Grand Forks Public Schools approved the acquisition of land for its planned career impact academy, a major step toward beginning construction, according to the district’s director of career and technical education.
The decision was made at the School Board’s regular meeting on Monday.
Last week, the city of Grand Forks and Jobs Development Authority (JDA) authorized the transfer of two properties to the district at no cost.
The first parcel — owned by the JDA — is the site of the former Grand Forks Inn & Suites, and is valued at $1,144,400. The second — owned by the city — is an undeveloped property located adjacent to Gateway Drive and North 42nd Street, valued at $591,800.
Eric Ripley, the district’s director of career and technical education (CTE), said the $10 million in American Rescue Plan Act (ARPA) funds earmarked for the project were allocated on Friday, after a delay of nearly one year.
Securing the allocation of ARPA funds and properties for development has been part of a two-year-long process of site design and fundraising. In addition to the federal funds coming for the project, more than $10 million was raised locally.
“I’ve used the phrase ‘it’s been a marathon, not a sprint,'” Ripley said.
Additionally, the passage of House Bill 1019 — which provides inflationary assistance for the construction of career technical education centers across the state that were slowed by the delay of federal dollars — gave the district an additional $3 million.
Ripley said the Career Impact Academy will benefit the district’s “highly talented students,” citing the fact that the district has produced three presidential scholars in the field of CTE over the past six years. In order to qualify for this honor, according to Ripley, students must rank in the top 20 nationally.
He also said the center will help train students to help fill job openings in the greater Grand Forks region.
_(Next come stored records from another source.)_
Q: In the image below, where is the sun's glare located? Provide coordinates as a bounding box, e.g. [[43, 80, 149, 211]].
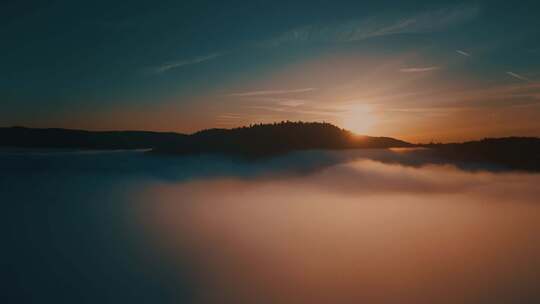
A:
[[341, 104, 376, 134]]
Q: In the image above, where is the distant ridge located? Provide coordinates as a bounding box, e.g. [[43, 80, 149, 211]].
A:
[[423, 137, 540, 171], [0, 127, 186, 150], [0, 121, 540, 172], [0, 122, 411, 156], [154, 121, 412, 157]]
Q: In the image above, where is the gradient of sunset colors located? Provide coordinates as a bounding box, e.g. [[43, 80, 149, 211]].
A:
[[0, 0, 540, 142]]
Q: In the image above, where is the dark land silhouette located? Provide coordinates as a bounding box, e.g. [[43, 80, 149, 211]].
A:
[[423, 137, 540, 171], [0, 122, 411, 156], [0, 121, 540, 171]]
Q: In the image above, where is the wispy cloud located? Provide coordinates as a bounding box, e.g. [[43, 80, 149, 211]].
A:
[[154, 53, 223, 73], [228, 88, 317, 97], [399, 66, 441, 73], [506, 72, 531, 81], [456, 50, 471, 57], [261, 6, 479, 46]]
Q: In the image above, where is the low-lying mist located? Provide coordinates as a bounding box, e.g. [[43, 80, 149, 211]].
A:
[[0, 150, 540, 303]]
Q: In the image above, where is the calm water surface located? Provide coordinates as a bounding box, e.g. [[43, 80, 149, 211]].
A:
[[0, 150, 540, 303]]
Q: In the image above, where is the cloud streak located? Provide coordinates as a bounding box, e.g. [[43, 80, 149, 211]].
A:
[[155, 53, 222, 73], [262, 6, 480, 46], [506, 72, 531, 82], [228, 88, 317, 97], [456, 50, 471, 57], [399, 66, 441, 73]]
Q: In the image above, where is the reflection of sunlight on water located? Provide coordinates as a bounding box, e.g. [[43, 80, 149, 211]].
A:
[[141, 161, 540, 303]]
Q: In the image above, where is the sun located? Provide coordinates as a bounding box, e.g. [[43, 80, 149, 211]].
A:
[[342, 104, 376, 134]]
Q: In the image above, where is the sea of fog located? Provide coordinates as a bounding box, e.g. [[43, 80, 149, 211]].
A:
[[0, 149, 540, 304]]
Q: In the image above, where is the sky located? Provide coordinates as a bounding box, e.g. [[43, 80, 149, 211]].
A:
[[0, 0, 540, 142]]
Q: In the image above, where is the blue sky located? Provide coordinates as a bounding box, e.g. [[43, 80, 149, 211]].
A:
[[0, 0, 540, 141]]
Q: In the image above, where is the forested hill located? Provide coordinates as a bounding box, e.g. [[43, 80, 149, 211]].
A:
[[155, 122, 411, 156], [0, 122, 410, 156]]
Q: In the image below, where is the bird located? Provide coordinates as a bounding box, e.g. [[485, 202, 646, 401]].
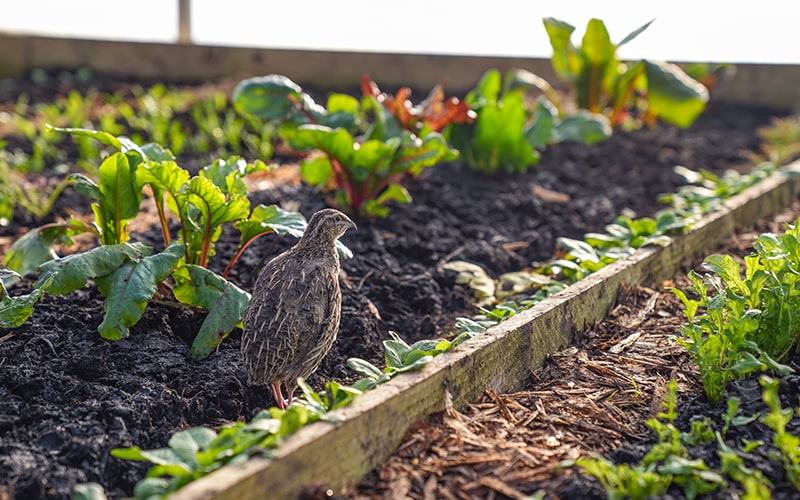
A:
[[241, 208, 357, 409]]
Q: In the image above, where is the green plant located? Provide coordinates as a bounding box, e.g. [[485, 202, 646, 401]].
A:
[[672, 264, 789, 404], [562, 380, 726, 499], [4, 129, 328, 358], [445, 164, 782, 335], [758, 375, 800, 491], [543, 17, 708, 127], [347, 332, 469, 391], [233, 75, 457, 217], [445, 69, 611, 173], [361, 75, 475, 137], [674, 214, 800, 403]]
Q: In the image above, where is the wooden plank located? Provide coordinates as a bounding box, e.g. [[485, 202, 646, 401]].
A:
[[0, 33, 800, 110], [173, 168, 800, 500]]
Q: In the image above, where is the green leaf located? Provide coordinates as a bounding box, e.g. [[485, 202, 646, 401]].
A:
[[300, 156, 333, 186], [557, 238, 600, 262], [173, 264, 250, 359], [703, 254, 750, 297], [347, 358, 383, 379], [95, 243, 183, 340], [0, 280, 51, 328], [92, 153, 142, 245], [47, 125, 126, 151], [644, 60, 708, 128], [580, 19, 616, 68], [233, 205, 306, 245], [542, 17, 581, 81], [34, 243, 152, 295], [3, 223, 92, 276], [617, 19, 655, 48], [444, 260, 495, 301], [552, 110, 612, 145], [233, 75, 303, 120], [72, 483, 108, 500], [167, 427, 217, 468]]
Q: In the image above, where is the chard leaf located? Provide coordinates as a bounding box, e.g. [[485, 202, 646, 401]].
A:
[[95, 243, 183, 340], [392, 132, 458, 176], [34, 243, 152, 295], [92, 153, 142, 245], [186, 177, 250, 227], [3, 219, 93, 276], [580, 19, 616, 68], [289, 124, 356, 165], [47, 125, 126, 151], [552, 110, 612, 145], [173, 264, 250, 359], [644, 60, 708, 128], [543, 17, 582, 81], [168, 427, 217, 469], [703, 254, 750, 297], [0, 281, 50, 328], [233, 205, 306, 246], [300, 156, 333, 186], [233, 75, 303, 120]]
The district and Grand Forks-based JLG Architects, hired to design the academy, will now move toward securing construction bids, with hopes of getting foundations in the ground before winter. Construction is expected to take 16-18 months, with a tentative opening slated for spring of 2025.
In other news from the board meeting:
* The board approved the adoption of a new K-12 social studies curriculum. The curriculum, called “TCI,” will be implemented for seven years at a cost of $1,273,301, or $24.73 per student annually. It will be funded through the district’s allocation of Elementary and Secondary School Emergency Relief (ESSER) funds.
* The board approved an increase to previously negotiated teacher salaries from 2023-25. All teachers will receive a $4,000 raise in the first year, and $2,500 in the second, with a $1,000 bonus for teachers with 26-40 years of experience. The total cost to the district for the salary increases will be $8.1 million.
* The board approved Business Manager Brandon Baumbach’s request to purchase $725,000 worth of buses and other equipment from Dietrich and Sons Inc. The purchase will be financed through a six-year municipal lease in order to minimize impact on the district’s cash flow, according to Baumbach. In April, the board approved a three-year contract for Fargo-based Valley Bus LLC as the district’s transportation provider.